Читать книгу Пятый дневник Тайлера Блэйка - Вероника Сазонова (Ли) Алексеевна - Страница 5
Дневник
Запись тридцатая
Оглавление«Запись тридцатая. Дневник пятый.
Ты лишь книжка и не способна осознать, скольких усилий мне стоит писать сейчас. Обычная бумага, сложенная в мягкий переплет. У тебя не трясутся руки, и ты не знаешь, что такое сон. Ты никогда не будешь видеть сон, прекрасный сон, полный всего самого лучшего, о чем ты только мечтала. Ты не видела таких снов, а потому тебе неведомо, каково это, когда что-то прекрасное внезапно прерывается самым страшным в жизни кошмаром. Хочется проснуться, но это невозможно, приходится досматривать все это до конца, прочувствовать каждую…
Прости, снова я рву эти страницы. Я оказался жесток к тебе, но и ты пойми меня. Меня, того, к кому судьба оказалась жестока. Того, кому суждено видеть этот сон теперь снова и снова.
Это как музыка. Такая нежная, плавная и тихая, заставляющая погрузится в нее, словно в глубокий и бездонный океан эмоций и спокойствия, и внезапно эта мелодия прерывается грубейшей и громкой фальшью. Ожидаемо ли это? Я не знаю. Я никогда не видел океана и сомневаюсь в его существовании. Но жизнь порой преподносит сюрпризы.»
Город G идеальный город для идеальных людей. Идеал! Вслушайтесь в это слово. Вслушайтесь в его холодную прямоту, в это бездушие. Идеал – это то, что создается, чтобы быть прекрасным для всех или хотя бы терпимым. Но идеал – это именно то, что не имеет души. Невозможно вложить душу во что-то, подарить любовь и при этом не задеть никого. Именно таким и был этот город и люди, населяющие его. Они не умели любить. Они были равнодушны и не могли пожертвовать даже частичку своей души своему делу или другим людям. Но естественно такими были не все. Далеко не все жители G действовали как сплоченный часовой механизм из холодного металла. Были те, кто могли похвастаться совестью или душой. Но они этого не делали, потому что людей душевных и совестных хвастовство не интересовало. Ну а город не интересовали они. Здесь душа была по сути своеобразной болезнью, изъяном, который люди скрывали подальше от чужих глаз под масками улыбок и фальшивого смеха.

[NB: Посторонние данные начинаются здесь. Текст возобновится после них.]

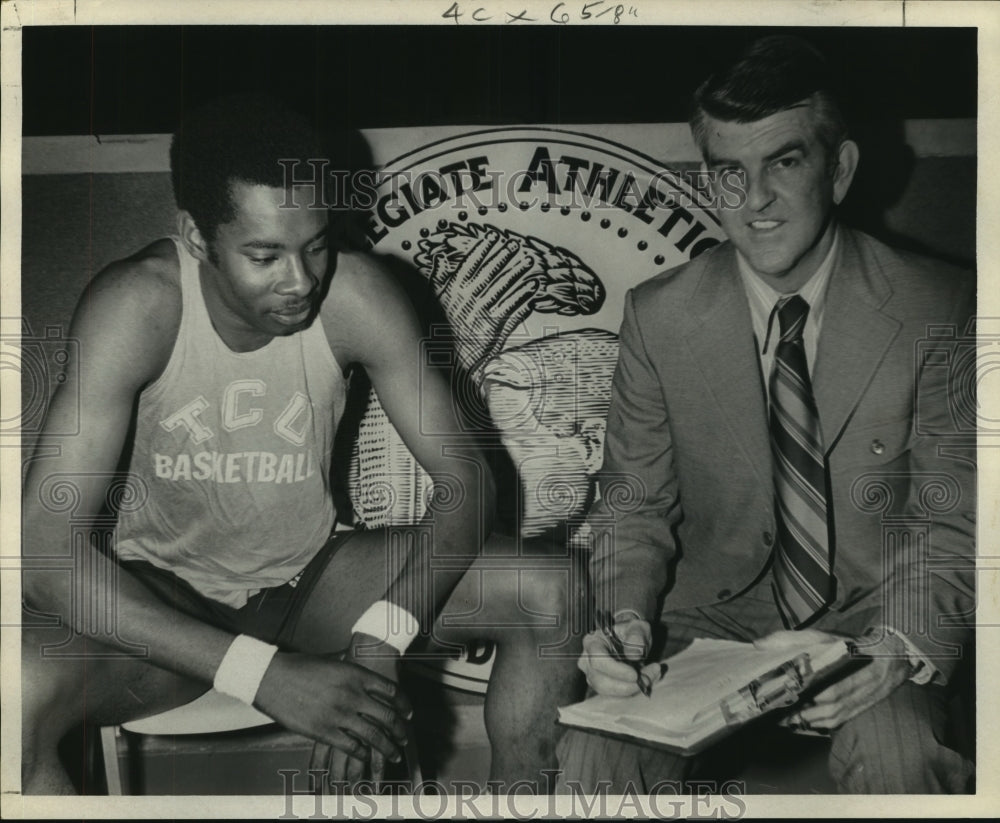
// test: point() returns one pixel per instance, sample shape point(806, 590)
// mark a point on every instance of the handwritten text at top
point(562, 13)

Не так давно Карли исполнилось десять лет, и она начала жаловаться на то, что у нее болит голова. И ее старший брат счел бы ее симулянткой, которой просто не хочется ходить в школу, но она всегда с большим рвением стремилась туда, туда, к своим друзьям, к новым знаниям и большому миру. Тайлер позволял ей ходить в школу до тех самых пор, пока жалобы ее не стали учащаться, а простой дневной сон, который, как казалось, от боли спасал, не превратился для девочки в своеобразный наркотик, от которого ее порой было сложно оторвать, и доза становилась все больше и больше. Она порой засыпала так крепко, что Блэйку требовалось только пятнадцать минут на то, чтобы ее разбудить, а на то, чтобы поднять с кровати и вовсе все полчаса. Карли отказывалась есть, она почти ничего не пила и хотела только спать.

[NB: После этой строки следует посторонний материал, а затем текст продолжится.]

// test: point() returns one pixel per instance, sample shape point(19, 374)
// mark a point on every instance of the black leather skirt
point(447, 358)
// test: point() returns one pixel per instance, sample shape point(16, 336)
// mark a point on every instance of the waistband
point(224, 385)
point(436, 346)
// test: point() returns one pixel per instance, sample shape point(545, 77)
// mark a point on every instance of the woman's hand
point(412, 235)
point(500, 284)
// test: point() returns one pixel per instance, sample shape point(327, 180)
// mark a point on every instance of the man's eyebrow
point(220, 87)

Так продолжалось две недели, а потом Тайлер по настоянию Альберта все же пошел со своей сестрой в больницу. Там она отчаянно клевала носом и едва ли не уснула, уронив свою головку на плечо старшего брата, пока они ждали своей очереди на осмотр.
В городе было мало хороших людей, но были хорошие мастера своего дела. Но лишь хорошие. Люди – музыкальные шкатулки. Они могли играть правильную мелодию, безусловно, красивую, но в ней не было бы музыки. Был бы четкий ритм, нужный темп, но не было бы той самой музыки, которая вызывала бы экстаз, которую хотелось бы слушать снова и снова.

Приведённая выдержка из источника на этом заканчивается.